Card's got every right to be a dreary homophobic bigot (though of course he dislikes it when people call him that; he wants to be free to advocate the imposition of hurtful, vicious, and primitive injunctions on the society in which he lives but he is awfully thin-skinned when objections are raised). He's got every right to create and sell dreary homophobic work. The rest of us, in turn, have every right to wish it wasn't so homophobic, or so dreary. And to mock... oh yes, to mock.
I'm pretty much an inclusive absolutist when it comes to re-interpreting Shakespeare. Add, sift, transmute, refine, pervert, and bowdlerize if you will... throw in steampunk robots, change settings, swap character genders, add harsh language, remove sex, add sex, whatever. Shakespeare's work isn't some solemn mausoleum at which we all must pay cold-blooded obedience, it's a playground which we can and must dig up, dirty, and refurbish on a continual basis.
So Card's got every right to tinker with Hamlet to his sad little heart's content. What draws my fierce mockery is that his Hamlet's Father willfully ignores the character and content of the original. The assertion that it reveals "what's really going on" in the tragedy of the Prince of Denmark is a reeking lie. It isn't an elegant interface with Shakespeare's creation, but a complete re-invention of it, steam-cleaned of its original texture and meaning. OSC's sternly moralizing, dull-as-a-brick Hamlet can only be conjured by completely disregarding everything the original character said, thought, and did. Now, if that's what you want to write, go ahead and write it. Just have the honesty to call it what it is... a bloody rewrite. Not an honest engagement with the original text.

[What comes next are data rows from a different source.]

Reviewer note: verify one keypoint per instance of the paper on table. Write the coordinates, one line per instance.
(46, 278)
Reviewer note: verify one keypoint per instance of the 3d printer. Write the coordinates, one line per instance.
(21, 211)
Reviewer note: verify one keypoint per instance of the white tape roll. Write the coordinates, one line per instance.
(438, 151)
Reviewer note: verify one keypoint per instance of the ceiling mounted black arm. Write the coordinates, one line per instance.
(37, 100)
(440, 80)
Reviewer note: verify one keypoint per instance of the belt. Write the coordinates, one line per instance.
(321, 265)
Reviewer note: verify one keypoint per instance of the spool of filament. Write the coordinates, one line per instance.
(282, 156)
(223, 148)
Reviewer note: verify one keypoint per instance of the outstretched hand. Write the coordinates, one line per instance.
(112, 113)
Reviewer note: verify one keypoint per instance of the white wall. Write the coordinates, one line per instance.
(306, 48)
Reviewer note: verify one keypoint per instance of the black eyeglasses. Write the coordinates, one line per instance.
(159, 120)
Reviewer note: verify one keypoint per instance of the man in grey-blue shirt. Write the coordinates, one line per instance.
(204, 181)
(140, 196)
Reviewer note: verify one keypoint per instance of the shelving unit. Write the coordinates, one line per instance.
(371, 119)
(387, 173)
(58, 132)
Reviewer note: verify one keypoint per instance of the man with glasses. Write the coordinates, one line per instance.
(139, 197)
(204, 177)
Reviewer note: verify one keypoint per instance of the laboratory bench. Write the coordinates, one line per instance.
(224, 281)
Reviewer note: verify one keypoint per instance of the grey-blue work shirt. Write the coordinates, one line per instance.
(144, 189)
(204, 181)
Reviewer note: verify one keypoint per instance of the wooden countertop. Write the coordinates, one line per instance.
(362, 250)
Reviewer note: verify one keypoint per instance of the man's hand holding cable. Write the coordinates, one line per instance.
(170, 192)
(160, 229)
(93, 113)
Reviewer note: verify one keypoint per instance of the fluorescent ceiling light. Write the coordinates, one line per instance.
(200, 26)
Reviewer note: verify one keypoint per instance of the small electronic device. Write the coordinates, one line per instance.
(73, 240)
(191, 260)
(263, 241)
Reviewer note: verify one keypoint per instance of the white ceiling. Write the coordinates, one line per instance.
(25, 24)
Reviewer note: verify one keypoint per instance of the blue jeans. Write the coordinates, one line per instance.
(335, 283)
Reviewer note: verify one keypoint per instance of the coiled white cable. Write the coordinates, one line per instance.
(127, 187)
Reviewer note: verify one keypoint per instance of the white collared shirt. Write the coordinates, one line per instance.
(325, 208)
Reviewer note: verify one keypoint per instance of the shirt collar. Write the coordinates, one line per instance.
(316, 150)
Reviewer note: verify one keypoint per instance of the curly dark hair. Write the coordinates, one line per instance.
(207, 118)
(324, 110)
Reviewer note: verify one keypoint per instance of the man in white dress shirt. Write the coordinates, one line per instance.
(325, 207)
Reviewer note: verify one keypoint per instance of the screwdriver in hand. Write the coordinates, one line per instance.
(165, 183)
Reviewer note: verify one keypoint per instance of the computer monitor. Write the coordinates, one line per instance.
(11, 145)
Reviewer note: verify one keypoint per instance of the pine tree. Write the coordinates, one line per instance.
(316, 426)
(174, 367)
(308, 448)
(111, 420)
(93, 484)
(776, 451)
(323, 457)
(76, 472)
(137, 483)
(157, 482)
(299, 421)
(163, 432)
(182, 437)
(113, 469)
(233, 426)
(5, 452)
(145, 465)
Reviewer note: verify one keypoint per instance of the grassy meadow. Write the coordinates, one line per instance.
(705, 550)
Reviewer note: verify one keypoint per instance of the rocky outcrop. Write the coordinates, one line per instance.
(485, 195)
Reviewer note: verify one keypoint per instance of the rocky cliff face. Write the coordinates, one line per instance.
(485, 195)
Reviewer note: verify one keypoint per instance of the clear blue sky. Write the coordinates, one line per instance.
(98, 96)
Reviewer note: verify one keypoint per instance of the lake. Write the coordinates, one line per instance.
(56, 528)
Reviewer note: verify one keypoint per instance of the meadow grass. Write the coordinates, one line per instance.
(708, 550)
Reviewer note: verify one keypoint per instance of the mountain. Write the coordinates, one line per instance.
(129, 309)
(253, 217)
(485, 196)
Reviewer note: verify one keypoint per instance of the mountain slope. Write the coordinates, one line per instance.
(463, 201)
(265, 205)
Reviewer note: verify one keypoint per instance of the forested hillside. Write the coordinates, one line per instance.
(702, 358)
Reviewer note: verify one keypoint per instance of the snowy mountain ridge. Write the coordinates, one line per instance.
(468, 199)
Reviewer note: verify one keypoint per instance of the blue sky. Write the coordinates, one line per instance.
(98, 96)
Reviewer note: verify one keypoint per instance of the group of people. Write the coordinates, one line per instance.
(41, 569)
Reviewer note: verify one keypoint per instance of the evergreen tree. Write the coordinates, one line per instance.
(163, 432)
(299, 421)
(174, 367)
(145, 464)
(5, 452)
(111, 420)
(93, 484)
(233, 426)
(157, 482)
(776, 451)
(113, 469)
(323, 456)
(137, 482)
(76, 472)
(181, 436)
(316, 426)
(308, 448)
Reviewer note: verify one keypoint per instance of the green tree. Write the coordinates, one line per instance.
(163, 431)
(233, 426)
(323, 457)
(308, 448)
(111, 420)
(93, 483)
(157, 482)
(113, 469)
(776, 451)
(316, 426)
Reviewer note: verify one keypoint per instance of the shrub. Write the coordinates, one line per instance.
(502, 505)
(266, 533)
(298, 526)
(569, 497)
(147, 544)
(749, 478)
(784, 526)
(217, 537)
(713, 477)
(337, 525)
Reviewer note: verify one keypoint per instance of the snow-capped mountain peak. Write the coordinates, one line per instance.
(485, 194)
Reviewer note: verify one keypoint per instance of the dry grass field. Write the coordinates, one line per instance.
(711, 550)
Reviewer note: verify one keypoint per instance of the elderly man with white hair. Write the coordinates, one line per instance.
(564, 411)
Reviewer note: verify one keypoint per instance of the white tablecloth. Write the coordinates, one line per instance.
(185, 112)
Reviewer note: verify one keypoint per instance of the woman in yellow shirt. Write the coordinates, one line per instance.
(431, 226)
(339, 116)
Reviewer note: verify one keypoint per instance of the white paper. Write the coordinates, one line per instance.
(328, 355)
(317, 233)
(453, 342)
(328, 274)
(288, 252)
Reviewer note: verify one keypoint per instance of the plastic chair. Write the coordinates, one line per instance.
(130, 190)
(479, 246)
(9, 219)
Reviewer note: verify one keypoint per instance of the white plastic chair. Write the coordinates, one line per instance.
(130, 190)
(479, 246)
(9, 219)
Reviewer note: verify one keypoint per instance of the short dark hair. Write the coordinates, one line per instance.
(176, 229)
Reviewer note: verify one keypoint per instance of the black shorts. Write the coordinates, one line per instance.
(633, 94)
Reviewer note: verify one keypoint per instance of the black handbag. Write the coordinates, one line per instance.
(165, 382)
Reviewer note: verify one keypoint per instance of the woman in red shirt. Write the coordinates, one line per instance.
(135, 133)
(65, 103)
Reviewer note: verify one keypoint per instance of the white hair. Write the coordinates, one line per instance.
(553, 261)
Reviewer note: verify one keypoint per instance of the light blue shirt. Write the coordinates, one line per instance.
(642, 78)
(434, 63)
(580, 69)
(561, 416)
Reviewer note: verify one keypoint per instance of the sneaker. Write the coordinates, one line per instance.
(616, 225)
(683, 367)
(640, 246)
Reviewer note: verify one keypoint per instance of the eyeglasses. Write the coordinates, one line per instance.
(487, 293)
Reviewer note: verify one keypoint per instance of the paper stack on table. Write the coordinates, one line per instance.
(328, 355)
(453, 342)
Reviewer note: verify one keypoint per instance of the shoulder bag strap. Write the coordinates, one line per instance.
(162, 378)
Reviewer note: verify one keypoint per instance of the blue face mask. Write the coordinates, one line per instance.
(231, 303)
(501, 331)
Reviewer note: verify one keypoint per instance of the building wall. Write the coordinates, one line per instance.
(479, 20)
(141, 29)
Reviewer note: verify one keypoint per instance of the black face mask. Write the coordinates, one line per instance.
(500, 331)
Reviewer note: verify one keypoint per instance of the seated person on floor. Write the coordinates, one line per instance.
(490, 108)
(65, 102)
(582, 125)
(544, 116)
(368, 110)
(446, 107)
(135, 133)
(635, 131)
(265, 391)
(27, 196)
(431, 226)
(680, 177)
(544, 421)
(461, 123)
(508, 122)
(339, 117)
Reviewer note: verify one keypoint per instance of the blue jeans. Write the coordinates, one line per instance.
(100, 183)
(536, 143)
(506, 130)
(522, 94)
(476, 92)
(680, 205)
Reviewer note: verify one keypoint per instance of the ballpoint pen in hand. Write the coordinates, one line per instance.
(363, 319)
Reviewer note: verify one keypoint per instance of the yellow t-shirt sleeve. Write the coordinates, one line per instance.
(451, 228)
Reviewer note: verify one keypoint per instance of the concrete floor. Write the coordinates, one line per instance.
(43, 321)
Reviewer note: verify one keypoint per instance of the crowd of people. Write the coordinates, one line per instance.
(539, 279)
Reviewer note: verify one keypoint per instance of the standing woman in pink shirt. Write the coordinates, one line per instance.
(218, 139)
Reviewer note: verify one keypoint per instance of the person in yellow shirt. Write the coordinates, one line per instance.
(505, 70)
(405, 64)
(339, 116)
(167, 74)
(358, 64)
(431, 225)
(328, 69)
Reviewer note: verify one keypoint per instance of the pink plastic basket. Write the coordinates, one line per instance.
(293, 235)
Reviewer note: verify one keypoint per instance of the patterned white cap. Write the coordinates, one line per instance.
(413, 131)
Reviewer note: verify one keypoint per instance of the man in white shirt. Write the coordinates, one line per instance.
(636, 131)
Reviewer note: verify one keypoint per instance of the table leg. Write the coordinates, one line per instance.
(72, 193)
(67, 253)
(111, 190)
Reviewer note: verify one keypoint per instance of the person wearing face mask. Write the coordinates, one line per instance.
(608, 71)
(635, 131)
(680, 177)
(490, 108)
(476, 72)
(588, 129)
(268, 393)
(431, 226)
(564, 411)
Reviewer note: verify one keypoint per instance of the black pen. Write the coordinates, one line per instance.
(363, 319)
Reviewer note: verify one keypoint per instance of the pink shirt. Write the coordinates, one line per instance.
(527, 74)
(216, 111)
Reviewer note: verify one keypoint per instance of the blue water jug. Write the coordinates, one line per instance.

As for the language itself... you've simply got to be kidding. From Card:
Horatio brought him his sword. "Laertes is looking for you," he said.
"I don't have time for Laertes. He must know I didn't mean to kill his father," Hamlet said.
"It's not his father," said Horatio. "It's his sister."
"Ophelia? I didn't touch her."
"She killed herself. Walked out into the sea, dressed in her heaviest gown. A funeral gown. Two soldiers went in after her, and a boat was launched, but when they brought her body back, she was dead."
"And for that he wants to kill me?"
Stale as month-old taco chips. Dry of emotion, rhythm, flair. Dead at conception, dead on arrival, dead. It's no crime to not be Shakespeare. . . but to hack up such a soulless paste in lieu of prose? There's less invention and less life in all of Hamlet's Father than there is in a single line from the original. A line about the catering arrangements.
Art doesn't die when artists make mistakes. It dies when they stop trying. In service to his viciousness and self-righteousness, Card has locked himself away from his art.